Made a DIY Linux system of your own. Start by compiling each line of code and building each file system structure.
Create your own Linux system, unlike any distribution. The tutorial that follows is from linuxfromscratch.org. I chose the systemd LFS 8.0 stable version of the tutorial.
Talk about some of the problems encountered in this and their own solutions.
The ubuntu16.04 64-bit processor environment. This is called host system (gcc5.4.0). You need to install many environments for this host system to compile. Use this machine to compile all the running environments of the next machine.
There's a version.
An additional hard drive is also required. This can be mounted in a virtualbox. Since the compilation of space is very large, such as compiling a GCC generated files up to 2.5G, so a larger hard disk is required. Officials say at least 6 g. I have done many lfs, experience tells me at least 12G, better is 20G.
This extra hard drive is designed to accommodate a well-made system. Of course you can also use a larger file system to mount a hard drive.
There are many packages that need to be compiled. Here's a little bit of emphasis. There are multiple packages to be compiled several times during the period. such as Binutils, GCC, glibc. Why compile it multiple times?
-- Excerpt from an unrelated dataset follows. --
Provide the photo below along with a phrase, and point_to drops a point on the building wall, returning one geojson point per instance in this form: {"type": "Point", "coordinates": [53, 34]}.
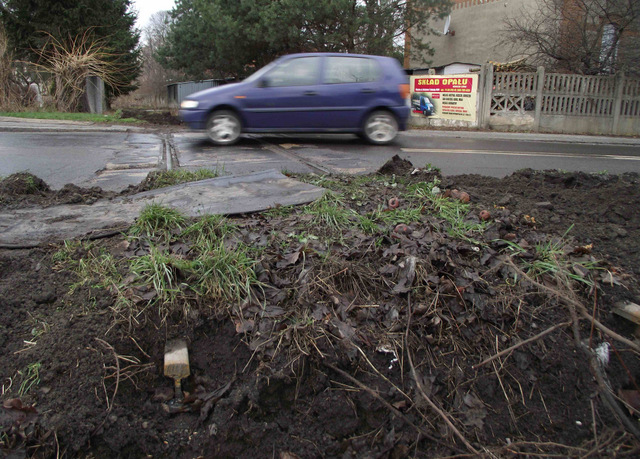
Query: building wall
{"type": "Point", "coordinates": [478, 28]}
For the first time, binutils, GCC (6.3.0) was compiled with the GCC 5.4.0 of the host system to compile the remainder of the binutils, GCC, and glibc later with the compiled GCC 6.3.0. This way the software on the new system is compiled by the same compiler 6.3.0.
Each time a different setting, compile such as binutils, GCC, all the previous source code folder to delete, re-unzip, re-configure, recompile, reinstall. Otherwise, an irreversible error will occur. (e.g. after chroot new LFS system, GCC fails)
Other compiled source code can also be deleted, it is useless to keep. If you use it next time, you can keep it. It's good to save some space.
Some of these patches, such as glibc2.5, have some patches to play. can be used Patch-p3 <. /somewhere.patch hit patch. -P3 means that the directory under the same directory across three \ Slash directories, to be patched. Finish patching, then configure, then Make,make install.